It followed a slide on Friday in Brazil’s real, a currency that, like the rupee, has been hammered by investor doubts that actions taken by monetary authorities last week will prove effective in stemming the sell-off.
“Our primary concern is that the policy authorities still don’t ‘get it’ – thinking this is a fairly minor squall which will simmer down relatively quickly with fairly minor actions,” Robert Prior-Wandesforde, an economist at Credit Suisse, wrote in a note on the Indian currency yesterday.
Growing expectations the US Federal Reserve will start scaling back its bond purchases as early as next month, slowing the flow of cheap money into higher yielding overseas assets, have weighed on many emerging markets.
The currencies of countries already struggling with wide current account deficits, such as India and Indonesia, are seen as among the most vulnerable to sudden capital flight and have been hit hardest.
India’s tumbling currency has been the worst performer in Asia since the Fed first signalled that it may begin “tapering” its monetary stimulus this year.

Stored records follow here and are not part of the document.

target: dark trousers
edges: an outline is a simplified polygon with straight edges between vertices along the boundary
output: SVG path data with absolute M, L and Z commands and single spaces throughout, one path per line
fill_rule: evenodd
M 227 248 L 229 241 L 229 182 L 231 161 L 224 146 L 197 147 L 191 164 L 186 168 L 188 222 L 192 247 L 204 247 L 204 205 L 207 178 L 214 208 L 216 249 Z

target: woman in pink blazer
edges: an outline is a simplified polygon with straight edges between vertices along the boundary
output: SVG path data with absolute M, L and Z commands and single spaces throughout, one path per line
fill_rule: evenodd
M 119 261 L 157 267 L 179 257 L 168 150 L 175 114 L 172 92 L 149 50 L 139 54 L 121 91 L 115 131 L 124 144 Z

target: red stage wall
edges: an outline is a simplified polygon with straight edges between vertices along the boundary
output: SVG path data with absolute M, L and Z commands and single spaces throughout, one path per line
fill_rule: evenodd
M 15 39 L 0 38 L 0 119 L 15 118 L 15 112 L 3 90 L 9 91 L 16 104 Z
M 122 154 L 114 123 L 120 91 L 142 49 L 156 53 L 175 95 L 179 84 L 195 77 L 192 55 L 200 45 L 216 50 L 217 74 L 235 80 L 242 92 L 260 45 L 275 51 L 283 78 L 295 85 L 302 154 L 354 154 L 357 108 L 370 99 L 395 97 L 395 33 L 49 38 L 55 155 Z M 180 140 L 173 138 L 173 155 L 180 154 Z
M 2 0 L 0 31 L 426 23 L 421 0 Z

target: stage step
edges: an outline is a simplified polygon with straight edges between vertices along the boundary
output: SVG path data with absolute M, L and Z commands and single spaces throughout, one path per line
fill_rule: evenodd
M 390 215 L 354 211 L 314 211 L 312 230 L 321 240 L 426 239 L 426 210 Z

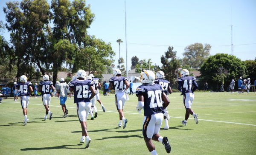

Indian policymakers are grappling with a record current account deficit at 4.8 per cent of GDP –- and market participants aren’t convinced the government can reduce the gap to a targeted 3.7 per cent this financial year.
The Reserve Bank of India has been selling dollars to support the rupee and last week announced curbs on outflows from companies and individuals, denting stock and bond markets.
Brazil’s central bank has also intervened to try and reassure investors, but could not prevent the real from sinking to its lowest level since 2009.